Breaking Barriers · Three-Term Mayor
In 2001, Lin became San Marino’s first non-white city councilmember in its century-long history—and was elected mayor three times.

He solved a 50-year stalemate over the library’s $8 million rebuild through community fundraising, turning dreams into reality.

He persuaded a gas station to sell land for a new paid parking lot, easing chronic traffic. He equipped police with defibrillators, saving multiple residents each year from sudden cardiac arrest.
Dr. Lin often told young Chinese Americans: “With no language barrier, if you participate, shoulder responsibility, and help solve problems, you can shine on America’s political stage.” His elections proved it true.
A Network of Care · From Local to National
As chair of the medical staff at Garfield Hospital, Dr. Lin saw wasted resources and unhappy doctors and patients.
He founded Allied Pacific IPA to protect all three. Later, he expanded to manage Medicare Advantage plans for seniors.
In 2004, with colleagues, he co-founded AHMC Healthcare, acquiring multiple hospitals and founding California University of Science and Medicine to train physicians with skill and ethics.

Today, AHMC owns 10 hospitals and ranked 11th nationally among private hospitals by Becker’s Review. During COVID-19, it became a critical lifeline for Southern California’s Chinese community.
Dr. Lin’s compassion saved countless lives and earned him top honors from the California Hospital Association and the Los Angeles County Medical Association.

Ageless in Spirit · Serving the Nation
At 72, Lin was appointed Deputy Assistant Secretary of Health by President Trump, overseeing minority health—impacting 120 million people. He traveled tirelessly—from Washington to Native reservations.

In Navajo Nation, where diabetes and youth suicide rates soared, he pushed preventive care and job training.
In Pine Ridge, the poorest U.S. city with infant mortality 300 times the national rate, he advocated new healthcare infrastructure.
In Huntington, West Virginia, he funded a rapid-response team that cut overdose deaths by half and made national headlines.

“Policy must be rooted in real lives,” he said. “Only by seeing patients’ struggles firsthand can we craft solutions that truly work.”
Love Without Borders · A Legacy That Endures
After leaving office, Dr. Lin remained full of energy. He picked up his paintbrush to capture the mountains and towns he had traveled, and tended his own garden with care—living each day with purpose and focus.


Even beyond his private life, Dr.
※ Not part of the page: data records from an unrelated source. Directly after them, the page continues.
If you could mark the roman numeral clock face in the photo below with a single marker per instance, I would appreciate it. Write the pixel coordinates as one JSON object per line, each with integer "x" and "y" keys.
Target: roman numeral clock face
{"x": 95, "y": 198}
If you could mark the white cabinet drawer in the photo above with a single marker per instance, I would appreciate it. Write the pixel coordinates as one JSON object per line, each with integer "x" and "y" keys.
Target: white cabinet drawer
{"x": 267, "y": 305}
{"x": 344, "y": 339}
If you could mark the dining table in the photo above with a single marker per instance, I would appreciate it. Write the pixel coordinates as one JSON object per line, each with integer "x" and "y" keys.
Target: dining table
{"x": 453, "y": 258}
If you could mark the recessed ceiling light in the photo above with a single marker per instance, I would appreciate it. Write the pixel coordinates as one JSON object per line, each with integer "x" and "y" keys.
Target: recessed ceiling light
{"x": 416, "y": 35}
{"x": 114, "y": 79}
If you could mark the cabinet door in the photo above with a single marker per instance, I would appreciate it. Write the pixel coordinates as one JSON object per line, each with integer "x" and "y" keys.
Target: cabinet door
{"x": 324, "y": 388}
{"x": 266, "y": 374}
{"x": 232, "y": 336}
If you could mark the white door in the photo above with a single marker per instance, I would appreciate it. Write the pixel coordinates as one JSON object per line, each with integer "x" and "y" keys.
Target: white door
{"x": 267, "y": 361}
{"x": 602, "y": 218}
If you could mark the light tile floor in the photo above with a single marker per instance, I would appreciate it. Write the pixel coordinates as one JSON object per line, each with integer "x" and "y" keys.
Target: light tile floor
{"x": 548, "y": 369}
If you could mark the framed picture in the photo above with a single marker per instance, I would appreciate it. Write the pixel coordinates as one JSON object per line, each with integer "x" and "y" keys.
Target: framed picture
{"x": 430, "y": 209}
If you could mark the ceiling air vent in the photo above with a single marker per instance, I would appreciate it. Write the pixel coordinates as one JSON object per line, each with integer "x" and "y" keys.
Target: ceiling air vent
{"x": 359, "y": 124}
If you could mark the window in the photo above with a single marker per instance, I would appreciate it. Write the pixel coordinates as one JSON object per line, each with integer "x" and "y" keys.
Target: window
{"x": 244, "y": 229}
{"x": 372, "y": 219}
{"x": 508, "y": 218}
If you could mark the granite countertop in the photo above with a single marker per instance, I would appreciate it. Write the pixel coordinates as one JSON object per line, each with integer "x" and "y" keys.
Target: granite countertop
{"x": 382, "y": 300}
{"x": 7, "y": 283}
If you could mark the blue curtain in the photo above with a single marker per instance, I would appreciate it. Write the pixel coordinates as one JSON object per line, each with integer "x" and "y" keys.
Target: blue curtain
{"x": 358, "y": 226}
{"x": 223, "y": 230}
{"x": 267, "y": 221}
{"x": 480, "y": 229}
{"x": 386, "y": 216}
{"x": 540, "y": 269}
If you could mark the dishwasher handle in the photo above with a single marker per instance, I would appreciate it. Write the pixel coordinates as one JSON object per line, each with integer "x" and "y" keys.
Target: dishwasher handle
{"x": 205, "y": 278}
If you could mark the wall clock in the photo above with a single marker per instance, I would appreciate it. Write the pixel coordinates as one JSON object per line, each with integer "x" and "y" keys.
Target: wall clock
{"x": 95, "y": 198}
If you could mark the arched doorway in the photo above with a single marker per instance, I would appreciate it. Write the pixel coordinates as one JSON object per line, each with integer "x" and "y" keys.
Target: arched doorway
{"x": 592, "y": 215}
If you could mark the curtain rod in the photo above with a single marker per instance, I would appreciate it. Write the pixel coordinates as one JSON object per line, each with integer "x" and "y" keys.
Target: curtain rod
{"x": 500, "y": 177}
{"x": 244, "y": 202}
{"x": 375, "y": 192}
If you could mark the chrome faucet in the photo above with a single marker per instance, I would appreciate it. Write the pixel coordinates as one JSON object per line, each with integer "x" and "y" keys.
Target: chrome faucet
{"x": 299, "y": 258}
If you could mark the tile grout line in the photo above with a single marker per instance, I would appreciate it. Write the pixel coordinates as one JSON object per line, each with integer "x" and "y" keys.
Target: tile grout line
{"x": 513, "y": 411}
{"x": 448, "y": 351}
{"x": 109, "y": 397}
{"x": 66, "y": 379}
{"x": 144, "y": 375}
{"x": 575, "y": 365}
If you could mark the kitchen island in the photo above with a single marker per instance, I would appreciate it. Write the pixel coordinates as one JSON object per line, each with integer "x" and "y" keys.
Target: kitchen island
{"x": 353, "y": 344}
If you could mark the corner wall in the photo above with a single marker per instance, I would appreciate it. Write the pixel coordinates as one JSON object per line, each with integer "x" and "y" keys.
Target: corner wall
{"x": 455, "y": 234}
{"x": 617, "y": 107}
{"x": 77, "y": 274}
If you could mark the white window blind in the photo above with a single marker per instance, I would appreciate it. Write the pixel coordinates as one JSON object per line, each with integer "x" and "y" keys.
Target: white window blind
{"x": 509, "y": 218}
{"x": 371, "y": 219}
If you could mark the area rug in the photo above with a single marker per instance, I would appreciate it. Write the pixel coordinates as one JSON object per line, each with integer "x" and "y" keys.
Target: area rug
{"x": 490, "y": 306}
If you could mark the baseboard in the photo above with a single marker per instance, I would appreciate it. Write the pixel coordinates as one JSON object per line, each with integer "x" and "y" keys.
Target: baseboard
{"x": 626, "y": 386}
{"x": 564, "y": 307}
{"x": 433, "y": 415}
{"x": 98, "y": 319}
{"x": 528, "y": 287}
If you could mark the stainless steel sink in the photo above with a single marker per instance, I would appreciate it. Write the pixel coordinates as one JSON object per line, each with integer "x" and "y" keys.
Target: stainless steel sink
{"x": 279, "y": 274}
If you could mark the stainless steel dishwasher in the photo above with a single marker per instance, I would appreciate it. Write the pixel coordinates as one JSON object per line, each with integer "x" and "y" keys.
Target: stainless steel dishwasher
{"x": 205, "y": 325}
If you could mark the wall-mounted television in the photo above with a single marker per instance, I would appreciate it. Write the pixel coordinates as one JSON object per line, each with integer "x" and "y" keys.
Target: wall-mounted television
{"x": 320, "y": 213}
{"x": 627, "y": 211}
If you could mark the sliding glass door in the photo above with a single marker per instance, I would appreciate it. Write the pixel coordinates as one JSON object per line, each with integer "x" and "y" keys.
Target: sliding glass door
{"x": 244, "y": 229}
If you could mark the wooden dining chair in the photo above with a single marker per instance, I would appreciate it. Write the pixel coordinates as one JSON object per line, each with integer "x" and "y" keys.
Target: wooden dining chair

Lin stayed devoted to society.
For three years, he and 40 scholars studied global eldercare systems, resulting in The Future of Long-Term Care Policy—a book he personally presented to Taiwan’s President and Dharma Master Cheng Yen, shaping the nation’s 3.0 plan.
In 2024, he returned again to Qinghai, teaching CPR and fracture care to young barefoot doctors. Watching them eager to ride out with new skills to distant valleys, he felt deep satisfaction.
From rural Taiwan to the White House, from relief tents in disaster zones to council chambers in San Marino, Lin has walked a path of service and responsibility.
His hands have healed countless patients; his vision has reshaped communities.
He often says: “I hope to be a benefactor in someone’s life.” It is more than a wish—it is the truest reflection of his journey.
Dr. Matthew Lin shows us that true honor lies not in titles, but in choosing to be the light in someone else’s darkness.